Safety and Tolerability
The intervention was generally well-tolerated. While 89% of participants experienced mild adverse events, these were overwhelmingly local injection-site reactions (redness, swelling, or itching). Crucially, no serious adverse events (SAEs) or systemic lidocaine toxicity were reported throughout the 36-week period, supporting the safety of home-based subcutaneous administration.
Expert Commentary: Mechanistic Insights
The efficacy of systemic lidocaine in PCC may be attributed to several synergistic mechanisms. Lidocaine is known to block voltage-gated sodium channels (VGSCs), which are involved not only in pain signaling but also in the activation of immune cells. By modulating these channels, lidocaine may dampen the chronic neuroinflammation and microglial activation suspected to drive PCC symptoms. Furthermore, lidocaine has been shown to exert inhibitory effects on pro-inflammatory cytokines such as IL-6 and TNF-alpha, which are frequently elevated in patients with persistent viral sequelae.
The use of HP-β-CD is also significant. Beyond its role as a carrier, cyclodextrins may have independent biological effects, including lipid membrane modulation. This study suggests that the combination provides a steady-state therapeutic effect that resets autonomic balance, potentially addressing the underlying dysautonomia seen in these patients.

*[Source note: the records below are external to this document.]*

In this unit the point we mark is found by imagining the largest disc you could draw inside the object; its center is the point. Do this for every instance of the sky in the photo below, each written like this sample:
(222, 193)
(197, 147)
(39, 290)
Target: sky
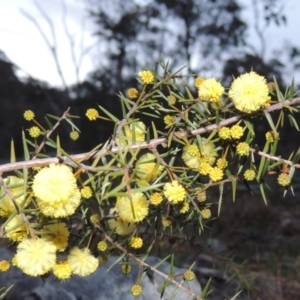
(24, 45)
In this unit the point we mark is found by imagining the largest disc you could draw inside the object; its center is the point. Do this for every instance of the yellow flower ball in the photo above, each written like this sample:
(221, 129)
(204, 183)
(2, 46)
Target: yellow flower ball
(243, 149)
(34, 132)
(82, 262)
(136, 243)
(216, 174)
(132, 93)
(236, 132)
(201, 196)
(147, 77)
(198, 81)
(166, 221)
(249, 174)
(224, 133)
(249, 92)
(102, 246)
(171, 100)
(211, 90)
(56, 191)
(133, 210)
(222, 163)
(74, 135)
(29, 115)
(284, 179)
(126, 269)
(169, 120)
(35, 257)
(92, 114)
(189, 275)
(62, 270)
(174, 192)
(271, 136)
(156, 198)
(183, 207)
(132, 133)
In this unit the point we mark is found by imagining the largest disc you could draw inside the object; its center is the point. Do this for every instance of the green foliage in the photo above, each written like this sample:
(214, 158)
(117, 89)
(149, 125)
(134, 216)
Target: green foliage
(183, 166)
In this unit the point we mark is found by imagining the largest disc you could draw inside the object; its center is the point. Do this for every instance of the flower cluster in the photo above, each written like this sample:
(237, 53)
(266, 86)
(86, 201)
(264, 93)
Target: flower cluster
(56, 191)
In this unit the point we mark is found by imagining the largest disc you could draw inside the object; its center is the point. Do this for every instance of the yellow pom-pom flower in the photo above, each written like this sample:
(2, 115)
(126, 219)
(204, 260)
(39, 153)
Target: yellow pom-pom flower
(249, 92)
(132, 93)
(133, 210)
(284, 179)
(216, 174)
(86, 192)
(29, 115)
(174, 192)
(58, 234)
(35, 257)
(136, 243)
(249, 174)
(4, 266)
(147, 77)
(126, 269)
(34, 132)
(147, 169)
(204, 168)
(224, 133)
(92, 114)
(82, 262)
(156, 198)
(132, 133)
(95, 219)
(236, 132)
(171, 100)
(102, 246)
(16, 187)
(222, 163)
(56, 192)
(205, 213)
(62, 270)
(211, 90)
(74, 135)
(183, 207)
(243, 149)
(201, 196)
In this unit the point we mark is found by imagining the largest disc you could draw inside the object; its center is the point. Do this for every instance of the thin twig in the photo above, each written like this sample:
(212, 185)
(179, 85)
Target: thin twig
(146, 145)
(141, 262)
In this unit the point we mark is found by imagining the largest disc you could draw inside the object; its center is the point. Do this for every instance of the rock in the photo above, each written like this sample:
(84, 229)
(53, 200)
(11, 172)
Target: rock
(101, 285)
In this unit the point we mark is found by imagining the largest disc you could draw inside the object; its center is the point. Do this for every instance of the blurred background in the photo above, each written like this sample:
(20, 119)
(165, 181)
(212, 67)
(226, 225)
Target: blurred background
(74, 53)
(80, 53)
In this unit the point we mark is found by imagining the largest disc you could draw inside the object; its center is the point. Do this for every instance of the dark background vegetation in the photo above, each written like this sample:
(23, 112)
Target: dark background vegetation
(204, 36)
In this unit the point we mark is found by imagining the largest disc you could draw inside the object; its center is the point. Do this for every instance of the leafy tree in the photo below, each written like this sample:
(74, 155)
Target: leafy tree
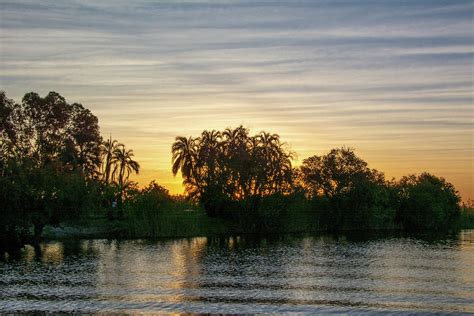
(427, 202)
(231, 165)
(48, 129)
(347, 194)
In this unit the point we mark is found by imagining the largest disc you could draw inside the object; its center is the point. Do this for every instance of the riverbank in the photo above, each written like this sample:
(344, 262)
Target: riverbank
(195, 222)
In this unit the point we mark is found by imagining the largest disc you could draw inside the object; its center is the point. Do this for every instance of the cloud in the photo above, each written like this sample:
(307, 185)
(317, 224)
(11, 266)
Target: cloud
(381, 76)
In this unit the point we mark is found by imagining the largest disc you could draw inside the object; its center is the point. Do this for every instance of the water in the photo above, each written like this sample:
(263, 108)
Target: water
(305, 274)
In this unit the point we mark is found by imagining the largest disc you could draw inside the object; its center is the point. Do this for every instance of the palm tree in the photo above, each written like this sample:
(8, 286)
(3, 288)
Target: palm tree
(108, 148)
(124, 164)
(184, 156)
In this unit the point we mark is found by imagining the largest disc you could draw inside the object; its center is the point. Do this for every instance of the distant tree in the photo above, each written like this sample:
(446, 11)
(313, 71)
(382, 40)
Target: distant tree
(49, 129)
(336, 172)
(108, 148)
(427, 202)
(49, 159)
(124, 166)
(231, 166)
(348, 194)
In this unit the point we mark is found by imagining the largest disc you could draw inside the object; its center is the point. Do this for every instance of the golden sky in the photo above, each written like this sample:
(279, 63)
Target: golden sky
(394, 80)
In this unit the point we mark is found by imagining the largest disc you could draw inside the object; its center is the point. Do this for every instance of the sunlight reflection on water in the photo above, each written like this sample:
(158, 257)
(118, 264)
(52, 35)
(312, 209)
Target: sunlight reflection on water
(244, 274)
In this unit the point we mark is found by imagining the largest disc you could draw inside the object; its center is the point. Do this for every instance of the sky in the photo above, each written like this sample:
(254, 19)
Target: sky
(392, 79)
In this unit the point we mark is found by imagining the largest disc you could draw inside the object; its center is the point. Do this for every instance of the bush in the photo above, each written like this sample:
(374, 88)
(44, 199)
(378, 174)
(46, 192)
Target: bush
(427, 202)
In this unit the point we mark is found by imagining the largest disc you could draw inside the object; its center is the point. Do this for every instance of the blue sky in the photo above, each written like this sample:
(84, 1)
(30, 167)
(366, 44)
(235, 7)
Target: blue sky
(393, 79)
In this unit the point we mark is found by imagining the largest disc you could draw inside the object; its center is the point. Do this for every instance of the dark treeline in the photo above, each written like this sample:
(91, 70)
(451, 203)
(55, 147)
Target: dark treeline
(250, 181)
(56, 167)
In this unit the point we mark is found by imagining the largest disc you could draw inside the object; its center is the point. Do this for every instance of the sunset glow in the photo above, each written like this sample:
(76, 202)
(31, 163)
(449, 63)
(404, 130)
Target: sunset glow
(394, 80)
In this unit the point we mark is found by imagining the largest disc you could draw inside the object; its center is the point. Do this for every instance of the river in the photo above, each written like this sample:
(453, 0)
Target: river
(245, 274)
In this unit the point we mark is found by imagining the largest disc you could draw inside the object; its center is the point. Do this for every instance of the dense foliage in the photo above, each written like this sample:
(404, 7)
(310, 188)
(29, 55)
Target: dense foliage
(56, 167)
(52, 161)
(221, 169)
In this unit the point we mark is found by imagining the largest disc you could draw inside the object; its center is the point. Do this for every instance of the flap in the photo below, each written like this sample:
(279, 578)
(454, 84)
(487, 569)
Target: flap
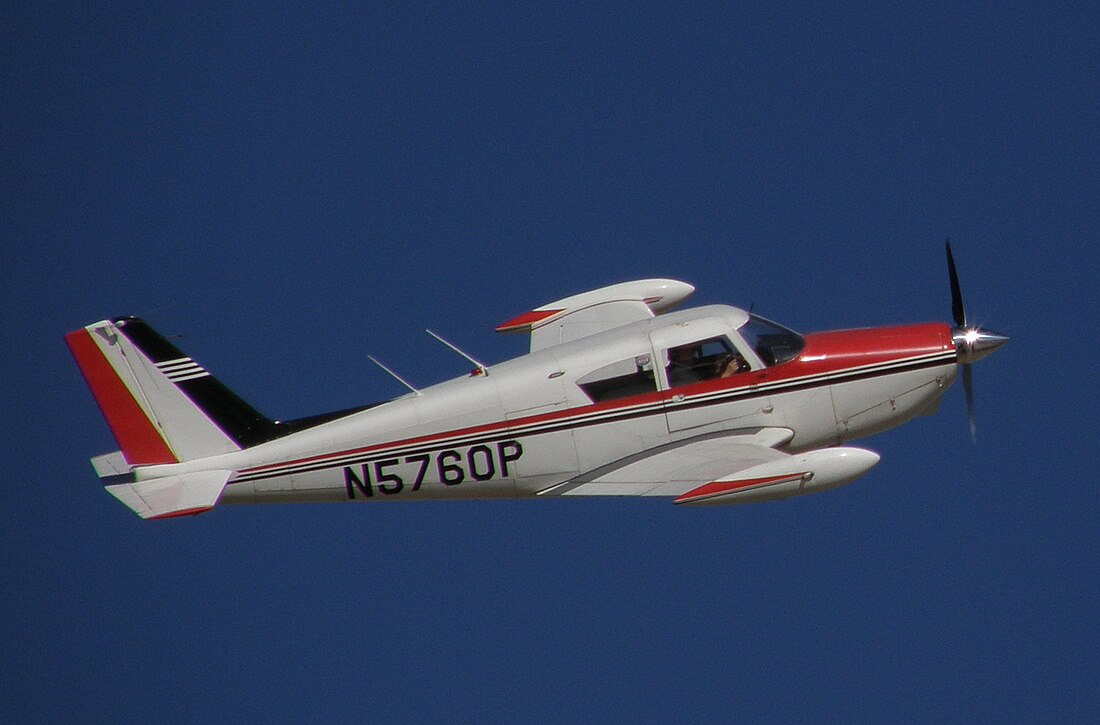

Conclusion and Clinical Implications
The results of this 36-week study suggest that subcutaneous lidocaine-HP-β-CD is a promising, scalable, and safe intervention for post-COVID condition. The progressive improvement in both physical and mental health scores suggests a cumulative therapeutic effect that persists over time. While the observational nature of the interrupted time series design is a limitation compared to a randomized controlled trial (RCT), the strength of the statistical significance and the consistency of symptom improvement provide a compelling case for further investigation. For clinicians, this study offers a potential pathway for managing a patient population that has largely been left without effective pharmaceutical options.
Funding and References
Funding: Excellent Care Clinics funded the treatment provided in this study.
ClinicalTrials.gov: Data associated with this study protocol were managed through Dutch outpatient clinic registries.
References:
1. Oostwouder CJ, et al. Effect of subcutaneous lidocaine-hydroxypropyl-β-cyclodextrin (HP-β-CD) on quality of life in patients with post-COVID condition: a 36-week observational interrupted time series study. EClinicalMedicine. 2025;90:103681. doi:10.1016/j.eclinm.2025.103681.
2. Davis HE, et al. Long COVID: major findings, mechanisms and recommendations. Nature Reviews Microbiology. 2023;21(3):133-146.
3. Weinberg L, et al. Pharmacokinetics and pharmacodynamics of systemic lidocaine: A contemporary review. Anaesthesia and Intensive Care. 2015;43(1):11-20.